Providing Callbacks
Callbacks describe an asynchronous request pattern where the API consumer makes a request to the API provider and includes a URL where the response should be sent. The API provider sends an immediate acknowledgement, then when the result is ready, sends it as a request to the URL the consumer supplied. The server can use the contents of the Callback and the dynamic values received during a given Operation to make the followup call back to the client (hence the name “callback”) at the URL provided.
A common use case for callbacks is to provide information on the success or failure of long-running operations that cannot be completed synchronously. An example is in the context of payments API, where payments backend systems are asynchronous and therefore cannot always return a definitive response within the typical timeout period for an HTTP request. Callbacks are therefore implemented to allow an immediate, synchronous response to be made so that payment API providers can relay the status of the payment out-of-band. A Callback object is defined as part of an Operation. It differs from a Webhook in that it is always allied to a specific Operation. Webhooks should be considered for more generic use cases as they define Path Items outside the context of a given Operation.
Our Tic Tac Toe example implements a Response object that indicates an asynchronous response to a requested move on the board. A 202 HTTP response is returned indicating the request has been accepted but the operation is not completed. The API consumer can send a URL in the HTTP header progressUrl so the API provider can send a notification when the move is complete. This header is optional, so if no value is supplied no callback will be made by the API provider:
put:
summary: Set a single board square
description: Places a mark on the board and retrieves the whole board and the winner (if any).
tags:
- Gameplay
operationId: put-square
parameters:
- name: progressUrl
in: header
description: Progress URL that should be called if asynchronous response is returned
required: false
schema:
type: string
requestBody:
required: true
content:
application/json:
schema:
$ref: "#/components/schemas/mark"
responses:
"200":
description: "OK"
content:
application/json:
schema:
$ref: "#/components/schemas/status"
"202":
description: Mark operation has not completed. Callback will be used to send notification once operation is complete
This operation also describes the callback, which is implemented as a Runtime Expression that points at the progressUrl header from the parameter above. The callbacks object is defined as a Map. Each callback is defined with a name that uniquely identifies the Callback object and the runtime expression value:
callbacks:
statusCallback:
"{$request.header.progressUrl}":
post:
summary: Status of mark operation
description: Provides the status of the ongoing mark operation
operationId: markOperationCallback
requestBody:
content:
application/json:
schema:
$ref: "#/components/schemas/status"
responses:
"200":
description: Mark operation status received
The object defines or references a Path Item, qualified by the Runtime Expression. The API provider will use this Runtime Expression to resolve the value of the URL to call. The API consumer uses this object to define the implementation code for their callback API and perform activities like request payload schema validation.
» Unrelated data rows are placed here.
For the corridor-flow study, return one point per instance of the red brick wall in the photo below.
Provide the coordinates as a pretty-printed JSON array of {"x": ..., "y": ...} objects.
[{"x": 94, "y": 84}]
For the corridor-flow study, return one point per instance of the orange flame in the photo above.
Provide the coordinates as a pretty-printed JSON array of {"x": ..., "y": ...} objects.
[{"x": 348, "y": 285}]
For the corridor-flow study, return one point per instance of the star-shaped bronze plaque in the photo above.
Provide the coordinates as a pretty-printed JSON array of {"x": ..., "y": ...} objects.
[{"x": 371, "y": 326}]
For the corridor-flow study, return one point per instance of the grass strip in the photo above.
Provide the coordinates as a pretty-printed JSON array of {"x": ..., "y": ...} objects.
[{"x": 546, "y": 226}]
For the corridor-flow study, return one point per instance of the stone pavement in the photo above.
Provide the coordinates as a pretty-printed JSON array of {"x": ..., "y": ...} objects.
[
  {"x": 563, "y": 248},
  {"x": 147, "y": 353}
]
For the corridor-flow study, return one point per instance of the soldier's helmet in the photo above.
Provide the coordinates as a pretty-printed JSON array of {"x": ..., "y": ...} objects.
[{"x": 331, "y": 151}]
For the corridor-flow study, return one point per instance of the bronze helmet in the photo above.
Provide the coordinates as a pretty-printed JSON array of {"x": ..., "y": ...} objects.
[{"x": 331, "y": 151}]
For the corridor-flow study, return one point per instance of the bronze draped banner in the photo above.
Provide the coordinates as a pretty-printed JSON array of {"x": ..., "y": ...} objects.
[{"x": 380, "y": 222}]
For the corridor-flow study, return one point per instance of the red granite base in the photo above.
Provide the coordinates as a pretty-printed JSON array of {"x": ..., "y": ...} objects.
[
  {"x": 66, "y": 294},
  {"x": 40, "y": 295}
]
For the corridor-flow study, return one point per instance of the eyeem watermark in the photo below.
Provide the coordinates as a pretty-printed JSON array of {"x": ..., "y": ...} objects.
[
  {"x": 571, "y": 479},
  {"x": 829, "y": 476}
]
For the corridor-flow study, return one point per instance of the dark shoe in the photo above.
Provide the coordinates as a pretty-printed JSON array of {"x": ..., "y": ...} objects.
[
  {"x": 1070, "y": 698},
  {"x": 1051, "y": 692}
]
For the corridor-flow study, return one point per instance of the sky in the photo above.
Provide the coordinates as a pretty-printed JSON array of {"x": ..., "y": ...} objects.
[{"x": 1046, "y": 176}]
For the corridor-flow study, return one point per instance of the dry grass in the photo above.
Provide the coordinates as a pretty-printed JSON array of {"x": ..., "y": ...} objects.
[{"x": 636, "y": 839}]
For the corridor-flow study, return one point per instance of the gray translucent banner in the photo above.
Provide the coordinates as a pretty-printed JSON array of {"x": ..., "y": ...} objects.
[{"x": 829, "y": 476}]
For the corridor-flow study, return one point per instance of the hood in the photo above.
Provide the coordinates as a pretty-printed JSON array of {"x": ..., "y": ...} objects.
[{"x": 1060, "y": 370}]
The behaviors that govern when an API provider should call a callback URL are largely based on the type of operation being supported and the specifics of the implementation. We therefore do not cover such considerations in this topic.
Summary
In this topic we’ve learned that:
- Callbacks provide the means to associate a given Operation with a Callback that provides additional, out-of-band information.
- An API provider can use Callbacks to support features like long-running operations that are completed asynchronously.
- API providers can resolve a Callback URL using a Runtime Expression, which resolves to attributes of the request or response messages and allows them to call the API consumer at the resolved URL.